What the Schloms–Monet episode reveals about AI and authorship’s future
Schloms’s viral post, mistaking a real Monet for AI, exposes our authorship bias. With EU rules, provenance tech and copyright clarifications arriving, algorithmic art will soon redefine who gets to be called an artist.

Last May, on X, anonymous artist Schloms posted a cropped painting and claimed he had “just generated an image in Monet’s style.” He asked the crowd to explain why it fell short of the real thing. The post went viral. Within hours, the social jury tore it apart: no depth, incoherent strokes, off colors, “digital trash.” Then came the reveal: it was a real Monet hanging in Munich. When the truth surfaced, many deleted their takes. Schloms had watched, and he published the screenshots. A single label had triggered cognitive repulsion.
What’s striking is not only the bias but its target: the notion that AI drains art of its human center. We look for a hand, a breath, a decision in the marks. In AI we project fears of losing uniqueness, talent, authorship. Yet the words used—“confused, formless, soulless”—echo the barbs thrown at the Impressionists in the 19th century. Every visual revolution has first been read as a loss of humanity. The difference now is that AI shifts not only what can count as art, but who can count as an artist.
The implications are immediate. Technically, institutions are moving toward traceability standards: robust watermarks, machine-readable labels, provenance signals. The European Union’s AI Act, adopted on 13 March 2024 and published on 12 July 2024, mandates transparency for generative systems, including labels for synthetic media to mitigate deception and disinformation (source: EUR-Lex, AI Act). UNESCO’s 2021 Recommendation on the Ethics of AI urges traceability and accountability in cultural applications (source: UNESCO). The World Intellectual Property Organization’s 2019–2024 reports map the paradox: AI amplifies creative output while straining authorship and originality doctrines, pushing for copyright clarity (source: WIPO).
Legally, guardrails are tightening. The EU’s 2019/790 directive on digital copyright provides conditional TDM exceptions and pushes source transparency; in the U.S., the Copyright Office has stated that protection covers elements of “human authorship” (source: U.S. Copyright Office, 2023–2024 policy). The line between tool and author is shifting: how much human input is enough to turn a generation into a work?
For AI, the impact cuts both ways. Frontier models will build in provenance by design: immutable metadata, cryptographic markers (C2PA), automatic disclosure—to head off more “Schloms cases.” The European Commission’s Code of Practice on Disinformation and guidance on synthetic content point that way; major vendors are adopting C2PA and neural watermarks (sources: European Commission; C2PA). Museums and archives, meanwhile, will use AI for augmented authentication: spectral analysis, stratigraphic reconstructions, assisted style models—extending, not replacing, curatorial expertise.
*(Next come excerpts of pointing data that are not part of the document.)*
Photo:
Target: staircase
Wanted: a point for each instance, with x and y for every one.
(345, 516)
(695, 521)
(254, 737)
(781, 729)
What’s next? By late 2026, three trends are plausible: standardized labels for synthetic art with penalties for commercial watermark removal; new licensing deals for datasets curated by cultural institutions; and the rise of human–machine co-signatures, with explicit, auditable creative responsibility. At that point, “Who is the artist?” will be less ideological and more evidentiary: process logs, prompt audits, provenance chains.
So the Schloms–Monet episode isn’t a prank so much as a mirror. It reminds us we see what we expect to see. If a label can demote Monet, it can also ennoble mediocrity. Our task is to build tools and rules that make labels truthful, verifiable, contextual—not to vitrify art, but to preserve its promise: to find, in a mark, someone’s presence. Tomorrow, that someone may be plural—the artist, the machine, and the public that chooses what deserves the name of art.